Martin Beck paró la grabadora.
—El resto podrás oírlo tú solo —le dijo a Skacke—, cuando yo me haya ido.
La noche del sábado doce de julio de aquel caluroso verano, Martin Beck estaba sentado solo a una de las mesas del comedor del Savoy.
Unas horas antes había hecho la maleta y la había bajado a la recepción. No tenía ninguna prisa y pensaba coger el tren nocturno a Estocolmo.
Había hablado por teléfono con Malm, que parecía muy contento y que le había repetido varias veces:
—¿O sea que no hay complicaciones? Perfecto, oye, perfecto.
«Perfecto…», pensó Martin Beck.
El restaurante era agradable, recogido y ampuloso al mismo tiempo. Las luces de las mesas se reflejaban en unas enormes soperas de plata. Había relativamente pocos comensales, y el tono de las voces no resultaba exagerado. No eran tantos como para llegar a molestar, ni tan pocos que a uno le hicieran sentirse solo.
Los mozos llevaban chaquetas blancas y los jefes de camareros se inclinaban al paso de los clientes o cuando éstos requerían sus servicios.
Martin Beck empezó con un whisky en el bar y continuó en el comedor con un lenguado Walewska que acompañó con aguardiente de la casa, cuajado de secretas especias y de excelente sabor. Para terminar, pensaba tomar café y un Sève Fournier.

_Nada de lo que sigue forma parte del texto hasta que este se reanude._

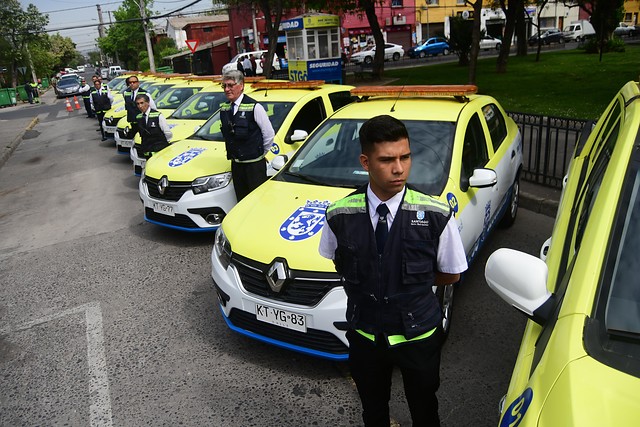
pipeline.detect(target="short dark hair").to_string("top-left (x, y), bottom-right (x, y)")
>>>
top-left (359, 114), bottom-right (409, 154)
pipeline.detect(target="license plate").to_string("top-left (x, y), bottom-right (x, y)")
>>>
top-left (153, 202), bottom-right (176, 216)
top-left (256, 304), bottom-right (307, 332)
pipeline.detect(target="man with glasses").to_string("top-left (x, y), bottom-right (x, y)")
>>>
top-left (135, 93), bottom-right (173, 159)
top-left (123, 76), bottom-right (156, 138)
top-left (220, 70), bottom-right (275, 202)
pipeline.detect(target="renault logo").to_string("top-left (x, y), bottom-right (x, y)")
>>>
top-left (158, 175), bottom-right (169, 196)
top-left (266, 259), bottom-right (289, 292)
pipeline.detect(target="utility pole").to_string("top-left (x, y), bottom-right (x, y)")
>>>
top-left (138, 0), bottom-right (156, 73)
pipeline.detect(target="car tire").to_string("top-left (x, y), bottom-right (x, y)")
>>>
top-left (435, 283), bottom-right (456, 339)
top-left (500, 174), bottom-right (520, 228)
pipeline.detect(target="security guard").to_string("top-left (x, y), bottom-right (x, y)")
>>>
top-left (319, 115), bottom-right (467, 427)
top-left (220, 70), bottom-right (275, 202)
top-left (91, 79), bottom-right (113, 141)
top-left (78, 77), bottom-right (96, 119)
top-left (135, 93), bottom-right (173, 158)
top-left (123, 76), bottom-right (156, 138)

Todo era exquisito: buena comida, buena bebida, buen servicio, muy solícito, y al otro lado de las ventanas abiertas, una cálida y agradable noche de verano.
Aparte de eso, un caso cerrado y clarísimo.
En realidad, era para sentirse satisfecho, pero él no experimentaba satisfacción alguna; ni siquiera se daba demasiada cuenta de lo que le rodeaba, y no parecía enterarse de lo que estaba comiendo y bebiendo.
Viktor Palmgren estaba muerto, lejos para siempre, sin que nadie le echara de menos, excepto algún que otro depredador de las finanzas internacionales y algunos representantes de sospechosos regímenes de recónditos países, que pronto aprenderían a entenderse con Mats Linder y podrían comprobar que las diferencias eran mínimas.
Charlotte Palmgren era riquísima y permanecería ajena a casi todo. Tanto a Linder como a Hoff-Jensen parecía esperarles un brillante futuro.
Hampus Broberg se libraría seguramente de ser procesado gracias a un elenco de abogados retribuidos con generosidad, los cuales conseguirían demostrar sin la menor duda que a él no se le había pasado jamás por la imaginación la idea de evadir divisas, o acciones, o realizar la más mínima acción fuera de la ley y el orden. Su mujer y su hija estaban seguras en Suiza o en Liechtenstein con unas abultadas cuentas corrientes a su disposición. A Helena Hansson seguramente le aplicarían algún castigo, pero sin que ello le impidiera volverse a dedicar cuanto antes a su antiguo oficio.
Quedaba, eso sí, el trapero de un astillero que sería juzgado por homicidio o quizá por asesinato, y que se iría pudriendo durante sus dorados años de madurez en la celda de una cárcel.
Definitivamente, Martin Beck, comisario de homicidios, no se sentía nada bien.
Pagó la cuenta, cogió su maleta y cruzó el puente Mälarbron en dirección a la estación central.
Se preguntó si sería capaz de dormir en el tren.